Quest’anno si celebra il centenario della morte di un napoletano passionale, occhi neri, voce da tenore ricca di colori e penetrante con una straordinaria presenza scenica: Enrico Caruso.
Fu trionfatore in numerosi teatri italiani e del mondo, dagli Stati Uniti che contribuirono al suo riconoscimento internazionale, al Sud America.
Era nato a Napoli il 25 febbraio del 1873 da una famiglia del popolo e qui vi morì a causa di complicanze polmonari il 2 agosto del 1922. Presso l’ hotel Vesuvio, dove consumò le sue ultime ore di vita, ci fu l’intervento di illustri nomi della medicina dell’epoca come: il prof. Cardarelli e il prof. Giuseppe Moscati, quest’ultimo proclamato Santo da Papà Giovanni Paolo II.
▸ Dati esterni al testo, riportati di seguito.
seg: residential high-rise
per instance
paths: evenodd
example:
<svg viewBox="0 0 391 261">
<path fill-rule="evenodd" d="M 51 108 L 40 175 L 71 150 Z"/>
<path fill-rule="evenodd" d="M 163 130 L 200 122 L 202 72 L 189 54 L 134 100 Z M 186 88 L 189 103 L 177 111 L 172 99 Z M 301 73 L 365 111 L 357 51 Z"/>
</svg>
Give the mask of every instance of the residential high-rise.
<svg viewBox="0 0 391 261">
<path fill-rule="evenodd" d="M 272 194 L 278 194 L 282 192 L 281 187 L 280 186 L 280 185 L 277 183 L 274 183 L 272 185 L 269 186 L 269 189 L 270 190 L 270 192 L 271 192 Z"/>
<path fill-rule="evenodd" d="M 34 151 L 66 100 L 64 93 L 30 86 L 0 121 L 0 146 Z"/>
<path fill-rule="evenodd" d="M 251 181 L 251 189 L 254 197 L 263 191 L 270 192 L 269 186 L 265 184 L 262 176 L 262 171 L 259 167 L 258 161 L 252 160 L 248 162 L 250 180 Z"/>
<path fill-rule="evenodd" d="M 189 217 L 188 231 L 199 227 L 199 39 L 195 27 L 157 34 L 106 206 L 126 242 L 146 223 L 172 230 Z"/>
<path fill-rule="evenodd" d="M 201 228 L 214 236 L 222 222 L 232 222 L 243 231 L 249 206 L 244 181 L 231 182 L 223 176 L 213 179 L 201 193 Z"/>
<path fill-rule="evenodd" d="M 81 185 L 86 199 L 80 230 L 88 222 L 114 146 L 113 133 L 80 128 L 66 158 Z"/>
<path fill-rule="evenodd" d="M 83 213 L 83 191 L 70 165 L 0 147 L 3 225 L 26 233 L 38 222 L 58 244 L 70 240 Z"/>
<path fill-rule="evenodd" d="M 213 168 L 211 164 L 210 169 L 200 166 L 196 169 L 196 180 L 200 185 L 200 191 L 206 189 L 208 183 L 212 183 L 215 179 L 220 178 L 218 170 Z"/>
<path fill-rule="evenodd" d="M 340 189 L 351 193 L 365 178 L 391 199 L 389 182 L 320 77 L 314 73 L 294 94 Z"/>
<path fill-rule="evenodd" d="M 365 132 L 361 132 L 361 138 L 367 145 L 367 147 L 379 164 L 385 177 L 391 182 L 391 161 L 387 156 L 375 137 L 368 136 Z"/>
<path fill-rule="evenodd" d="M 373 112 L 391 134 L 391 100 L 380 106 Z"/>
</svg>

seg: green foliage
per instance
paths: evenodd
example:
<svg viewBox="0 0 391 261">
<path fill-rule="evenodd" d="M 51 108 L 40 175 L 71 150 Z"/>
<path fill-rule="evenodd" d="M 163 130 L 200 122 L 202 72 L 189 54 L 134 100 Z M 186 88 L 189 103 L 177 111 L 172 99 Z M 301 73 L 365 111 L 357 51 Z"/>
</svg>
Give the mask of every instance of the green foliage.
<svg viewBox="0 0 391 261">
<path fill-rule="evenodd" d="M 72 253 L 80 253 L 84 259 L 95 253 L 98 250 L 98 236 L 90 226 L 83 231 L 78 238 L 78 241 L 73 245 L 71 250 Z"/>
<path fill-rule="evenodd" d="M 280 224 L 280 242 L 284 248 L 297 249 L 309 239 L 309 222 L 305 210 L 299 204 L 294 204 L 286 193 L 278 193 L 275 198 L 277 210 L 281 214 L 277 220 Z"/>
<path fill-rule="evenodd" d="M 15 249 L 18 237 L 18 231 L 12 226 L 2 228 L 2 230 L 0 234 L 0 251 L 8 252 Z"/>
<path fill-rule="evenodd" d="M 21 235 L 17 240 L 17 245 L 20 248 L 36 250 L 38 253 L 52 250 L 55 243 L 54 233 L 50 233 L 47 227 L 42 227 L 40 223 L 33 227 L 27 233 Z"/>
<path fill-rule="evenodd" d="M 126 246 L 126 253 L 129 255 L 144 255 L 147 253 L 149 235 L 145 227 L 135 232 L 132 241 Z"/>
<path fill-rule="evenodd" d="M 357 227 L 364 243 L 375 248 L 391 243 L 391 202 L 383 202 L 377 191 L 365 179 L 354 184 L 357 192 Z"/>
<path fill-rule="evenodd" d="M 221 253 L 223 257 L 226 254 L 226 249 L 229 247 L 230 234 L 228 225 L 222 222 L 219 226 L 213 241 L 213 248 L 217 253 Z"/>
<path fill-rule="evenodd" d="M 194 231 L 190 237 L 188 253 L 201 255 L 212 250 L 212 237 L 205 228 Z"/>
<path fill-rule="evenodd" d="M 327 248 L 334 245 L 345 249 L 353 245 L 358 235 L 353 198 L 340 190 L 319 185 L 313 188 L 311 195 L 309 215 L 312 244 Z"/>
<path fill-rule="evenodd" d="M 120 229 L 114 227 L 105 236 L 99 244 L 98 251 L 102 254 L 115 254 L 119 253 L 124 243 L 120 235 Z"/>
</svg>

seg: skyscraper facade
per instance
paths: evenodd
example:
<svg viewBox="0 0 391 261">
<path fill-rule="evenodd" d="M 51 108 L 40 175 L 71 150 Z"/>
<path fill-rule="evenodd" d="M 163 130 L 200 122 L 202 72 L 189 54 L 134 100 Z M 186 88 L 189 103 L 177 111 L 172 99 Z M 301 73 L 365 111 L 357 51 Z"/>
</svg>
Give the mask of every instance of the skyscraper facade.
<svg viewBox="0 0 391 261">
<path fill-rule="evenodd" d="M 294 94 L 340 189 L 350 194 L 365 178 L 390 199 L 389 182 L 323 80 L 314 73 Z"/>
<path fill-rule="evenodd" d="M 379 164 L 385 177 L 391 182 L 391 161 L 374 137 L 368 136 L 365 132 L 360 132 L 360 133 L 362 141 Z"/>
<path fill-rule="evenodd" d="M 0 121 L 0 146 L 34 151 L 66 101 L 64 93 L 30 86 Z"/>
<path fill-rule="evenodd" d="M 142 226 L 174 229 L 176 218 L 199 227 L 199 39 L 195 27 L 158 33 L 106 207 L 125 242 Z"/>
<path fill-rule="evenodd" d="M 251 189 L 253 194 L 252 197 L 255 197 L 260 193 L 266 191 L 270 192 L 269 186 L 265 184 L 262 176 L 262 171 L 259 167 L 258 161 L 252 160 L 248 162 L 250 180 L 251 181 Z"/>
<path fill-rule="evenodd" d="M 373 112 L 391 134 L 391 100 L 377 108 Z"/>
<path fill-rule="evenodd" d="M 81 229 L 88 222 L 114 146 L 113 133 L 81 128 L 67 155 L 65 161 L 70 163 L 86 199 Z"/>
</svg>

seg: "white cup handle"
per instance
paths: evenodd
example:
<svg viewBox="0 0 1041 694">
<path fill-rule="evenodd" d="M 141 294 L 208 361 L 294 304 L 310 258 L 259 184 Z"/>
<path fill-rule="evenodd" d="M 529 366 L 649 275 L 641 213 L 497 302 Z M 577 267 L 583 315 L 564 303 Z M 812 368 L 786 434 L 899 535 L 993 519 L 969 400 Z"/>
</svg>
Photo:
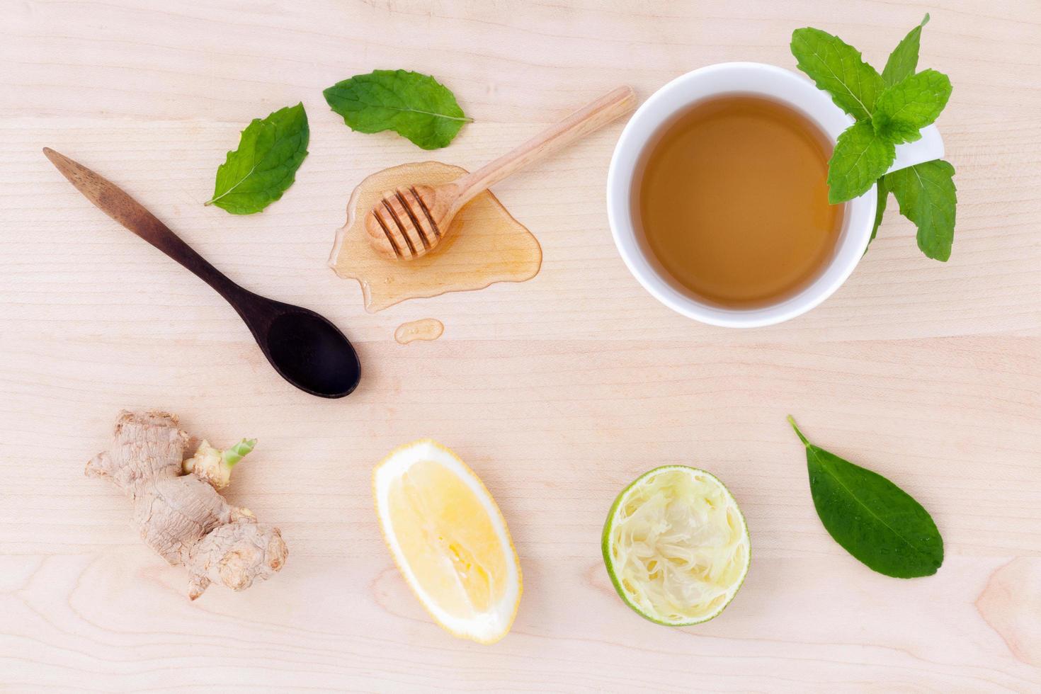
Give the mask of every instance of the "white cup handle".
<svg viewBox="0 0 1041 694">
<path fill-rule="evenodd" d="M 940 131 L 935 125 L 928 125 L 921 129 L 921 139 L 896 146 L 896 159 L 886 173 L 892 174 L 900 169 L 942 158 L 943 138 L 940 137 Z"/>
</svg>

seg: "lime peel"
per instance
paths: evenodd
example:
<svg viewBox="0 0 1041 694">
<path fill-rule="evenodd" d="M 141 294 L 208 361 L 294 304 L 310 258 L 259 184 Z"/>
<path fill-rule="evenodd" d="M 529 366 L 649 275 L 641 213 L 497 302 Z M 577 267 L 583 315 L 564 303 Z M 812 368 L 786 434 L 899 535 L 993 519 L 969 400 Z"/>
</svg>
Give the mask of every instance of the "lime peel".
<svg viewBox="0 0 1041 694">
<path fill-rule="evenodd" d="M 670 626 L 722 612 L 751 558 L 734 496 L 713 474 L 684 465 L 655 468 L 626 487 L 604 523 L 601 548 L 626 605 Z"/>
</svg>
Lo studio severo e rigoroso del “bel canto” mise alla luce le sue tante doti naturali conferendo al giovane artista, tecnica e stile inconfondibile. Interpreto’, nella sua intensa, seppur breve carriera (morì infatti a soli 48 anni), molte opere liriche da Leoncavallo a Mascagni, da Bizet a Gounod, da Verdi a Donizetti e Bellini.
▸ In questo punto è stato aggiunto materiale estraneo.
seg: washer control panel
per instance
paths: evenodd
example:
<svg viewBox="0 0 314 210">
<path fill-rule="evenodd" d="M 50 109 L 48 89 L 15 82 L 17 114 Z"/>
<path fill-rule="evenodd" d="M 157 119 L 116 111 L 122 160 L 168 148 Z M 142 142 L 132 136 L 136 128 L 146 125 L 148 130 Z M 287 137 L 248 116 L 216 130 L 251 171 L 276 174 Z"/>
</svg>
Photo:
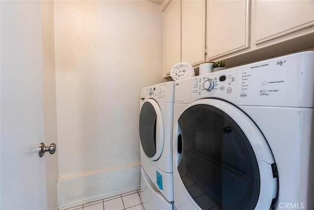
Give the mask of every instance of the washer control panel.
<svg viewBox="0 0 314 210">
<path fill-rule="evenodd" d="M 154 98 L 157 102 L 173 102 L 174 82 L 168 82 L 141 89 L 141 100 Z"/>
</svg>

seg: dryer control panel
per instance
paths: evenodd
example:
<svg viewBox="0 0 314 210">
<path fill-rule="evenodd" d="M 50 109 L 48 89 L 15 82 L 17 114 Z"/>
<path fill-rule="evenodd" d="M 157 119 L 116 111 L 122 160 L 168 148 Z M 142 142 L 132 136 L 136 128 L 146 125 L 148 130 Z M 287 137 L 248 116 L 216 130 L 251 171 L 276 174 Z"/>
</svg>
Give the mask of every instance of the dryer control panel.
<svg viewBox="0 0 314 210">
<path fill-rule="evenodd" d="M 211 73 L 192 79 L 191 100 L 217 97 L 234 101 L 236 69 Z"/>
</svg>

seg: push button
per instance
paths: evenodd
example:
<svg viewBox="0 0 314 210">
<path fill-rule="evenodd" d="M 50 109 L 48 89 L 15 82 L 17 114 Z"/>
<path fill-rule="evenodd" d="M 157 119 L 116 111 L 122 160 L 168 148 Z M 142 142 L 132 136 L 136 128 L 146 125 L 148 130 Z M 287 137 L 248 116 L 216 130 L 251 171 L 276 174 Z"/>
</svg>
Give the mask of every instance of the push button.
<svg viewBox="0 0 314 210">
<path fill-rule="evenodd" d="M 219 81 L 220 82 L 223 82 L 226 80 L 226 76 L 221 76 L 219 77 Z"/>
</svg>

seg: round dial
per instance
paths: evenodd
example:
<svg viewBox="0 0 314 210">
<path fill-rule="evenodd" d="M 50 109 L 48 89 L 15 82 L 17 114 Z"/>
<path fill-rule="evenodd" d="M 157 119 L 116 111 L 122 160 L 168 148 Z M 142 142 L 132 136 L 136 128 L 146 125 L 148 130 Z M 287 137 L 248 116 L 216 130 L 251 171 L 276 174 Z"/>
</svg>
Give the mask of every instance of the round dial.
<svg viewBox="0 0 314 210">
<path fill-rule="evenodd" d="M 209 79 L 204 82 L 203 86 L 206 90 L 210 91 L 215 87 L 215 82 L 212 79 Z"/>
</svg>

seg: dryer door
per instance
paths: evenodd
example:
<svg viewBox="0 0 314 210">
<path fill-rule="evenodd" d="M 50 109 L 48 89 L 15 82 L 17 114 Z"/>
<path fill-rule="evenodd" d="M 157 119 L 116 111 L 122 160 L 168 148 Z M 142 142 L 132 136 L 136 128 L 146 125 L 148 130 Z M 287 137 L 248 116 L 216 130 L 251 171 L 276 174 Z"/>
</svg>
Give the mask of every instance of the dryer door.
<svg viewBox="0 0 314 210">
<path fill-rule="evenodd" d="M 141 107 L 139 135 L 141 145 L 146 156 L 157 160 L 162 153 L 164 128 L 161 110 L 158 103 L 149 99 Z"/>
<path fill-rule="evenodd" d="M 191 103 L 177 120 L 175 184 L 196 209 L 270 209 L 277 192 L 275 161 L 245 113 L 224 101 L 206 99 Z M 175 192 L 177 207 L 178 200 Z"/>
</svg>

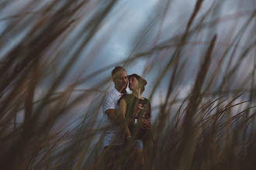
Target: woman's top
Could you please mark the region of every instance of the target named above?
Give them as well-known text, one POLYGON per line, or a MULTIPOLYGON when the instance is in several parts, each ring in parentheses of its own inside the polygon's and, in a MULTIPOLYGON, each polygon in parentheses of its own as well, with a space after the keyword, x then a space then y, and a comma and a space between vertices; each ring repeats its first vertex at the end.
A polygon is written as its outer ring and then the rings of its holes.
MULTIPOLYGON (((148 119, 151 117, 150 102, 148 99, 139 99, 133 94, 125 94, 120 100, 124 99, 126 103, 126 117, 148 119)), ((133 124, 128 124, 131 135, 134 139, 147 140, 150 138, 150 131, 133 124)))

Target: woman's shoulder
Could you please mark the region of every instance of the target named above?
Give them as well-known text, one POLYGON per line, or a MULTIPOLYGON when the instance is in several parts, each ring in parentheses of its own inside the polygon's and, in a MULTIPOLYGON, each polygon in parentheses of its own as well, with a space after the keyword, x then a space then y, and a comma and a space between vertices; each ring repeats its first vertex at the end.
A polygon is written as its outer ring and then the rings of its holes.
POLYGON ((120 99, 130 99, 131 97, 133 97, 133 94, 123 94, 120 99))

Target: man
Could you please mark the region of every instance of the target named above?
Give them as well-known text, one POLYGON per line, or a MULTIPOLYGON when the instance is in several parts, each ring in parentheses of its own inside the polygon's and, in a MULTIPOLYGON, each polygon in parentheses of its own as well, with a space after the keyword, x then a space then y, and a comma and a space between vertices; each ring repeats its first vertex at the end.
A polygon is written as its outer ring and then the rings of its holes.
MULTIPOLYGON (((115 169, 120 163, 120 158, 123 154, 123 144, 127 138, 124 131, 120 131, 119 128, 123 121, 118 116, 117 104, 120 97, 126 94, 126 88, 128 83, 128 76, 125 69, 122 66, 116 66, 112 71, 112 80, 114 87, 107 93, 102 104, 104 120, 109 124, 106 133, 104 144, 105 169, 115 169)), ((128 124, 133 124, 134 119, 126 120, 128 124)), ((150 126, 150 122, 143 120, 138 122, 144 127, 150 126)))
POLYGON ((121 122, 117 118, 117 102, 123 94, 126 94, 128 76, 125 69, 116 66, 112 71, 112 80, 115 86, 108 92, 102 104, 104 120, 109 124, 103 140, 106 169, 118 166, 117 159, 125 141, 124 132, 118 131, 121 122))

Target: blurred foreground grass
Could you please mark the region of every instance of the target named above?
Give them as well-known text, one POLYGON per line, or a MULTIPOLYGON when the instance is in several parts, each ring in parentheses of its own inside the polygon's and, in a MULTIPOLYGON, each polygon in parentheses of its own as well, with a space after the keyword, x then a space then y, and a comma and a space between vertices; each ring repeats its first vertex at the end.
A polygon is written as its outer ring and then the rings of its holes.
POLYGON ((141 59, 144 76, 154 79, 146 88, 155 114, 156 144, 148 148, 146 169, 253 169, 255 8, 241 14, 238 31, 230 27, 219 35, 222 3, 199 15, 199 0, 182 21, 184 29, 170 36, 161 28, 171 1, 159 2, 166 7, 156 9, 161 15, 145 24, 130 55, 91 73, 93 55, 104 43, 94 45, 88 56, 84 50, 118 3, 0 2, 0 169, 88 169, 96 160, 104 167, 99 155, 107 127, 100 106, 110 70, 141 59), (152 23, 158 29, 148 32, 152 23), (170 37, 160 43, 162 35, 170 37), (153 46, 142 50, 150 38, 153 46), (106 72, 108 77, 92 82, 106 72), (181 98, 188 83, 191 90, 181 98), (81 89, 88 83, 92 87, 81 89))

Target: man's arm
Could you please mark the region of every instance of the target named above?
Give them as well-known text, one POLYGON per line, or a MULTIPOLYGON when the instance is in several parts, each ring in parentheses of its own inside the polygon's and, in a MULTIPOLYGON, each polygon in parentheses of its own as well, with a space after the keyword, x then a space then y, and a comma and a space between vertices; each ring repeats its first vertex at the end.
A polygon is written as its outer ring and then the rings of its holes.
POLYGON ((108 109, 105 111, 105 114, 108 115, 109 118, 111 120, 112 122, 115 124, 118 123, 118 121, 116 121, 117 113, 116 109, 108 109))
Il debutto, che lo consacro’ a star internazionale, avvenne nel 1908 al Metropolitan di New York a fianco di Arturo Toscanini. Numerose furono le incisioni discografiche a partire dal 1902, epoca in cui si affacciava sul mercato l’industria del disco a 78 giri.
Caruso fu anche un abile caricaturista, i suoi disegni sono esposti in numerosi musei tra i quali la villa cinquecentesca di Bellosguardo vicino Firenze che lo stesso acquisto’ e che oggi è divenuta casa-museo.
Nell’abitazione dove egli nacque, in via San Giovanni e Paolo (San Giovanniello) è stata di recente inaugurata la casa-museo anche ad opera di un altro Illustre napoletano che lo scrivente ha avuto modo di conoscere in modo intenso e familiare: lo storico Aldo De Gioia.